Nowcasting vs forecasting

Rob Wiblin: Yeah, it’s an interesting question: Is it more worth forecasting where things will be in the future versus is it more valuable to spend an extra hour understanding where we stand right now?

On the forecasting the future side, one mistake that I perceive some people as making is just looking at what’s possible now and saying, “I’m not really that worried about the things that GPT-4 can do. It seems like at best it’s capable of misdemeanours, or it’s capable of speeding up some bad things that would happen anyway. So, not much to see here. I’m not going to stress about this whole AI thing.” That seems like a big mistake to me, inasmuch as the person’s not looking at all of the trajectory of where we might be in a couple of years’ time. You know, it’s worth paying attention to the present, but also worth projecting forward where we might be in future.

On the other hand, the future is where we will live. But sadly, predicting how it is is challenging. So if you try to ask, “What will language models be capable of in 2027?” you’re kind of guessing. We all have to guess. So informed speculation.
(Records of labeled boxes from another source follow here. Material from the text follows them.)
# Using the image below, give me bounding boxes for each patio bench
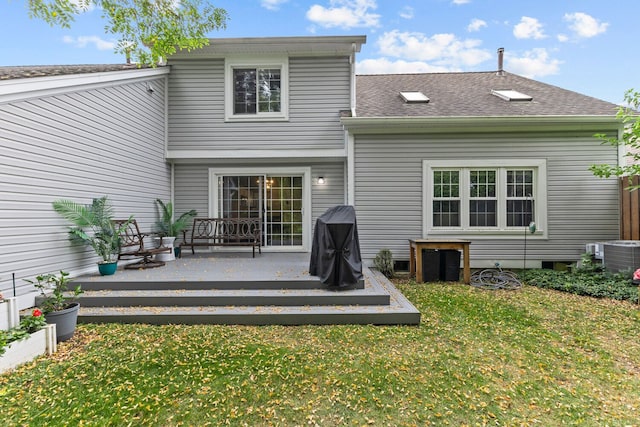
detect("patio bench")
[113,219,171,269]
[180,218,262,258]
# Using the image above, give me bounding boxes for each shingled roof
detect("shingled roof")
[356,71,617,118]
[0,64,151,80]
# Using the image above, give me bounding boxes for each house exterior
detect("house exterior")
[0,36,620,306]
[0,65,171,307]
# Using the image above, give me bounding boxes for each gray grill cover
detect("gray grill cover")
[309,205,362,288]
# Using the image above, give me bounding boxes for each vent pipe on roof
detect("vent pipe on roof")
[496,47,504,76]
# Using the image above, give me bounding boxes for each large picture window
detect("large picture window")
[225,59,288,121]
[424,160,546,234]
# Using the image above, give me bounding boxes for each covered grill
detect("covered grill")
[309,205,363,289]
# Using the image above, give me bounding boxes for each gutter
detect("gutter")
[340,115,621,135]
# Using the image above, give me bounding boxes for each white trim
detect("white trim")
[422,159,548,239]
[224,55,289,122]
[0,67,169,104]
[167,148,347,160]
[208,165,312,252]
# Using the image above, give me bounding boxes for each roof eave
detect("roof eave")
[169,36,367,62]
[340,115,621,134]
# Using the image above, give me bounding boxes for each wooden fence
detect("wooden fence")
[619,176,640,240]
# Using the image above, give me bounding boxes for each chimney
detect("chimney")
[496,47,504,76]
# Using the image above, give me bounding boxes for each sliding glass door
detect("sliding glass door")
[217,174,304,248]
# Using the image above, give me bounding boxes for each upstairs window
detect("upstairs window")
[233,68,282,115]
[225,60,288,121]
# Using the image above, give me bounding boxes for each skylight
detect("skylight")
[491,89,533,101]
[400,91,429,104]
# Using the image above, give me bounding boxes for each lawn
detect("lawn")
[0,281,640,426]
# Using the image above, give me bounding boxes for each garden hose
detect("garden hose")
[471,268,522,290]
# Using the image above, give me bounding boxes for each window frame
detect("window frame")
[422,159,547,238]
[224,56,289,122]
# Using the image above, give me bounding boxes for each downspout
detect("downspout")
[164,75,176,208]
[344,43,357,206]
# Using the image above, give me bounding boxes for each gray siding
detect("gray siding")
[0,78,170,295]
[355,134,619,265]
[169,57,350,151]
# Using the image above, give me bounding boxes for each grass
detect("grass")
[0,281,640,426]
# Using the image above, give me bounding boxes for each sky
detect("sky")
[0,0,640,104]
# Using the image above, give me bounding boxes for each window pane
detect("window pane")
[507,169,535,227]
[507,170,533,198]
[469,171,496,197]
[258,68,281,113]
[433,171,460,197]
[469,200,498,227]
[433,200,460,227]
[233,69,256,114]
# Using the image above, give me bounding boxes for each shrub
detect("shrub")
[373,249,395,279]
[518,268,638,303]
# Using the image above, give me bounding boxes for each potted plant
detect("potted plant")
[53,196,133,275]
[0,308,56,373]
[25,271,83,342]
[156,199,198,261]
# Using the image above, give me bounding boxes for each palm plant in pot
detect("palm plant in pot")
[53,196,133,275]
[156,199,198,261]
[25,271,84,342]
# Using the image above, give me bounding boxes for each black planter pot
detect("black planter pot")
[45,302,80,342]
[98,261,118,276]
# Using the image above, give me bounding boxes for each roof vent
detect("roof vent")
[400,91,429,104]
[491,89,533,101]
[496,47,504,76]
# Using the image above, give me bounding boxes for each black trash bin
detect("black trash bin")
[422,249,460,282]
[422,249,440,282]
[440,249,460,282]
[309,205,363,289]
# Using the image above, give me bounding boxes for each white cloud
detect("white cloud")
[467,18,487,33]
[377,30,492,69]
[62,36,116,50]
[307,0,380,29]
[513,16,546,40]
[260,0,289,10]
[505,48,562,78]
[564,12,609,38]
[69,0,96,12]
[356,58,452,74]
[400,6,414,19]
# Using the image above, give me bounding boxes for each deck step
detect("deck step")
[73,277,365,291]
[79,288,390,307]
[78,306,420,325]
[74,254,420,325]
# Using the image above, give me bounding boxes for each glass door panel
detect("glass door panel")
[218,175,303,247]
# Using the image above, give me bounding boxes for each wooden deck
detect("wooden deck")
[74,252,420,325]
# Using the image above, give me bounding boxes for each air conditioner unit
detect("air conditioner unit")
[602,240,640,273]
[585,242,604,259]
Whereas if you focus on what they’re capable of doing now, you can at least get a very concrete answer to that. So if the suggestions that you’re making or the opinions that you have are inconsistent with what is already the case, with examples that you could just find if you went looking for them, then you could potentially very quickly fix mistakes that you’re making in a way that someone merely speculating about how things might be in the future is not going to correct your views.

And I guess especially just given how many new capabilities are coming online all the time, how many new applications people are developing and how much space there is to explore, what capabilities these enormous very general models already have that we haven’t even noticed, there’s clearly just a lot of juice that one can get out of that. If someone’s saying, “I’m not worried because I don’t think these models will be capable of independently pursuing tasks,” and then you can show them an example of a model at least beginning to independently pursue tasks, even if in a somewhat clumsy way, then that might be enough to get them to rethink the opinion that they have.

Nathan Labenz: Yeah, one quick comment on just predicting the future: I’m all for that kind of work as well, and I do find a lot of it pretty compelling. So I don’t mean to suggest that my focus on the present is at the exclusion or in conflict with understanding the future. If anything, hopefully better understanding of the present informs our understanding of the future.

And one thing that you said really is my biggest motivation, which is just that I think in some sense, the future is now — in that people have such a lack of understanding of what currently exists that what they think is the future is actually here — and so if we could close the gap in understanding, so that people did have a genuinely accurate understanding of what is happening now, I think they would have a healthier respect and even a little fear of what the future might hold. So it’s kind of like I think the present is compelling enough to get people’s attention that you should project into the future, especially if you’re a decision maker in this space. But if you’re just trying to get people to kind of wake up and pay attention, then I think the present is enough.